Aston Martin driver Sebastian Vettel is feeling optimistic about his new Formula 1 career with the team that morphed from Racing Point as he turns the page on a miserable last season with Ferrari.
Things went from bad to awful for the four-time F1 champion in 2020; he had just one podium finish and ended 10 of 17 races outside the top ten in 2021 amid a tense atmosphere worsened by the fact Ferrari did not offer him a new contract.
“The whole year was a challenge. I’m obviously not happy with how last year went in terms of performance, in terms of my performance.
“There are things that didn’t go well and things I would have liked to go differently. It’s not a secret that at stages I wasn’t at my happiest,” admitted Vettel.
Last year was a huge fall from grace for him, whose confidence was already shaken after he lost the 2017 and 2018 F1 titles to Mercedes driver Lewis Hamilton, despite leading both championships at the halfway stage.
A driver who still shares the F1 record with Michael Schumacher for most wins in a season – 13 with Red Bull in 2013 – and has 53 wins among his 121 podiums found himself outclassed by his junior teammate Charles Leclerc in 2019 and 2020.
When Leclerc was given a lucrative new contract through 2024 – and Vettel wasn’t even offered one -it became clear who was considered the number one in the team. The frown lines grew deeper on Vettel’s face as he finished the last three races of 2020 in 13th, 12th and 14th.
He recalled: “It hadn’t been to my standards. I’ve never really cared what people think or say, or write. That’s why it’s important I’m at peace with myself; I’ve very, very high expectations of myself.”
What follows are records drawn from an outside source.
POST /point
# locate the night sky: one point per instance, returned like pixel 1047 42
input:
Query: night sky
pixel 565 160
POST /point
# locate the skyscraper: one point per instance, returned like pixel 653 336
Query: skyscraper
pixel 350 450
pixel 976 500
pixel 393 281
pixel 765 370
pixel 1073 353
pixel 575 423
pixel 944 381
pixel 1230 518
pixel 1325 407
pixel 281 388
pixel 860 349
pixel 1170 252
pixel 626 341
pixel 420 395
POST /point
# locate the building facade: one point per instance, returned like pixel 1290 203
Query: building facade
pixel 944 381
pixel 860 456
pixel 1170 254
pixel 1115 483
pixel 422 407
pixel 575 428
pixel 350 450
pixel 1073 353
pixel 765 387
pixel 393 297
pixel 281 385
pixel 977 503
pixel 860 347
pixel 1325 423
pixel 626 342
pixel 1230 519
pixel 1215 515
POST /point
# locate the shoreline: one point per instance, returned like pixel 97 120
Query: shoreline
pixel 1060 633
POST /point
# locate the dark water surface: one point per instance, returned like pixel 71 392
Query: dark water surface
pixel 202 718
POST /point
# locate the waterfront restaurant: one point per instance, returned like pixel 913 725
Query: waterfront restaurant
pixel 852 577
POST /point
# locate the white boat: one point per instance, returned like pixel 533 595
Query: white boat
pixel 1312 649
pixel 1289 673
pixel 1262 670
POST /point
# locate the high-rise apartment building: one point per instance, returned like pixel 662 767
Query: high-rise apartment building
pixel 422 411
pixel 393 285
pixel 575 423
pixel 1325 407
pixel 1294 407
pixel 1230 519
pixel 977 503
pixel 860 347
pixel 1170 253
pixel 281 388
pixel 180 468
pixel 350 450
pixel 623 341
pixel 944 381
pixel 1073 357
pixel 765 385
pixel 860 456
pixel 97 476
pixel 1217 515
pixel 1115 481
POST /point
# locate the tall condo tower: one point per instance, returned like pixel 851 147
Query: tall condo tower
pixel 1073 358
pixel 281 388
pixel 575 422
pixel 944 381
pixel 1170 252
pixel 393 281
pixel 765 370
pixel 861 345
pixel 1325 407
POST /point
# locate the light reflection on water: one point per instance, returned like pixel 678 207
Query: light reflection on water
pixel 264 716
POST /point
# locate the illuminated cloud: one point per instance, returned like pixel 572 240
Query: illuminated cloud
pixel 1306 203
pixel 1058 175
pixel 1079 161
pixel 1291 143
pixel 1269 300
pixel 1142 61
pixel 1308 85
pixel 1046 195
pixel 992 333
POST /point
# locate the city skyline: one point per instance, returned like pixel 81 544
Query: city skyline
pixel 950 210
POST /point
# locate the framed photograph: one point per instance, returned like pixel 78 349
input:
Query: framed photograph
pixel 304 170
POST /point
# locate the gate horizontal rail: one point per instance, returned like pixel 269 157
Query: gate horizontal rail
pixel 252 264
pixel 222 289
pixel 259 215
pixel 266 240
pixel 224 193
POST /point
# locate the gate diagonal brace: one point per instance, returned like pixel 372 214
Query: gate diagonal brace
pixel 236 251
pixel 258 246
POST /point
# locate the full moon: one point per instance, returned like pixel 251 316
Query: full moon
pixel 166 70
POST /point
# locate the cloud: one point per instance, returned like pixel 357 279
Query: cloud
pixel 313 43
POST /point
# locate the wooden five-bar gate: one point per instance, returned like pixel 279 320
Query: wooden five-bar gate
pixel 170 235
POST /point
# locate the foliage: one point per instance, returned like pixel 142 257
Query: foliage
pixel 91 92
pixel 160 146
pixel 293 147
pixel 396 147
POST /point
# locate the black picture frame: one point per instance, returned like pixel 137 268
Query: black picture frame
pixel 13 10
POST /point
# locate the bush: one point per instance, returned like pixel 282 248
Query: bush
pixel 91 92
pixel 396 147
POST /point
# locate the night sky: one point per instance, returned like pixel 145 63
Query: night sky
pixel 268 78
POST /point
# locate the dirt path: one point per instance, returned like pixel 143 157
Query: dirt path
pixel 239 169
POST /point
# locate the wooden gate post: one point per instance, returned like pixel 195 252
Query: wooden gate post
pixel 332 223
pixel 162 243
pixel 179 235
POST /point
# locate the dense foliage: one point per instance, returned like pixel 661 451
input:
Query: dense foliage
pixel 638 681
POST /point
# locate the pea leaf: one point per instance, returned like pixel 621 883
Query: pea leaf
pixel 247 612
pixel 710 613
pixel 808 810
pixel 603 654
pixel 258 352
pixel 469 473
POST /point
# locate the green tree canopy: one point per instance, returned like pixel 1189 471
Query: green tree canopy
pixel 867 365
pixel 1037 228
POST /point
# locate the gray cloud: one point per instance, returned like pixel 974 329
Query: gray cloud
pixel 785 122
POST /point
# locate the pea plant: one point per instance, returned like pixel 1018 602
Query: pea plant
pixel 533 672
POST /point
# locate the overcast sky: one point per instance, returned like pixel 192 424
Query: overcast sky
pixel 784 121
The former Red Bull driver even courted his old team and also considered sabbatical even retiring but a move to Aston Martin has rekindled the 33-year-old German driver’s enthusiasm, “I’m not too old, there are older drivers returning to the grid.
He is of course referring to the likes of Kimi Raikkonen (41), Fernando Alonso (39) and Lewis Hamilton (35). “I don’t think it’s an age thing, I think it’s more a question of if you have the team and the car around you.”
The Aston Martin team runs on Mercedes engines and is owned by Canadian billionaire Lawrence Stroll, whose son Lance Stroll is the team’s other driver. The ambitious plan is to make the tam into a title contender within three to five years.
Vettel hinted that the atmosphere at Aston Martin is less polemic than it was at powerhouse Ferrari. The Italian manufacturer with its bright red car remains the most iconic name in F1 history, but have not won a drivers’ title since Raikkonen in 2007 and its last constructors’ title was in 2008.
Vettel said of Aston Martin: “It’s obviously very small if you compare it to Ferrari at first. Things are a bit different, but it’s not about the fancy looks or the fancy expensive designer chairs in the office, it’s more about the work that is done behind the scenes.”
The next chapter of Vettel’s stellar F1 career starts on Sunday at the Bahrain Grand Prix, this time in the British racing Green of this new and exciting project.